# Im BorderLayout eine feste Grösse zuweisen!



## florianlez (22. Nov 2010)

Hallo Zusammen,

wie kann ich im BorderLayout eine feste Grösse zB. für den Button "pageStart" zuweisen bzw. geht das überhaupt im BorderLayout?
Ich habe bisher alle nur erdenklichen Varianten ausprobiert, kann aber nicht kompilieren.

Dieser code lässt sich kompilieren, aber die Grösse änder sich nicht wenn ich zb.:
pageStart.setSize(150,150);
hinzufüge.
Kann mir jemand auf die Sprünge helfen wo mein Denkfehler liegt..?
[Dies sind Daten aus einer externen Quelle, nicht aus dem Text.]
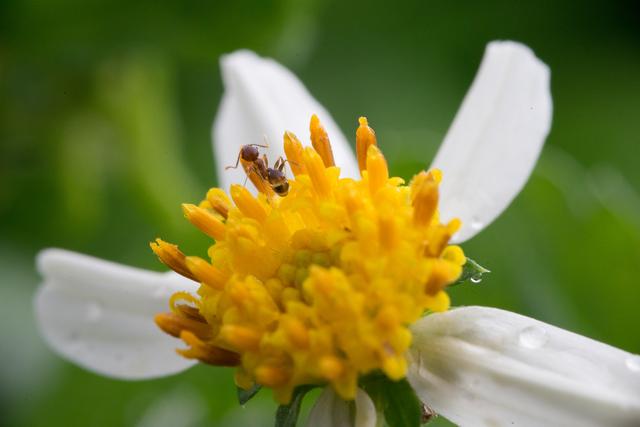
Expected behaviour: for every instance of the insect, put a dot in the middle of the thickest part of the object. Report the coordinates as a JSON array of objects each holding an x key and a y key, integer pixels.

Hier einrelevanter  Auszug des Codes:

(...)

JButton pageStart = new JButton("OBEN");
JButton pageEnd = new JButton("UNTEN");
JButton center = new JButton("MITTE");
JButton lineStart = new JButton("LINKS");
JButton lineEnd = new JButton("RECHTS");



frame.getContentPane().add(pageStart, BorderLayout.PAGE_START);
frame.getContentPane().add(center, BorderLayout.CENTER);
frame.getContentPane().add(pageEnd, BorderLayout.PAGE_END);
frame.getContentPane().add(lineStart, BorderLayout.LINE_START);
frame.getContentPane().add(lineEnd, BorderLayout.LINE_END);

//mein Versuch die Grösse festzulegen//
pageStart.setSize(150,150);

frame.pack();
frame.setVisible(true);

(...)


----------



## eRaaaa (22. Nov 2010)

Probiere [c]pageStart.setPreferredSize(new Dimension(150,150));[/c]


----------



## L-ectron-X (22. Nov 2010)

florianlez hat gesagt.:


> geht das überhaupt im BorderLayout?


Im NORTH- und SOUTH-Bereich nur hinsichtlich der Höhe,
im WEST- und EAST-Bereich nur hinsichtlich der Breite.
im CENTER-Bereich gar nicht.

Vergleiche die programmierte Größe mit der angezeigten.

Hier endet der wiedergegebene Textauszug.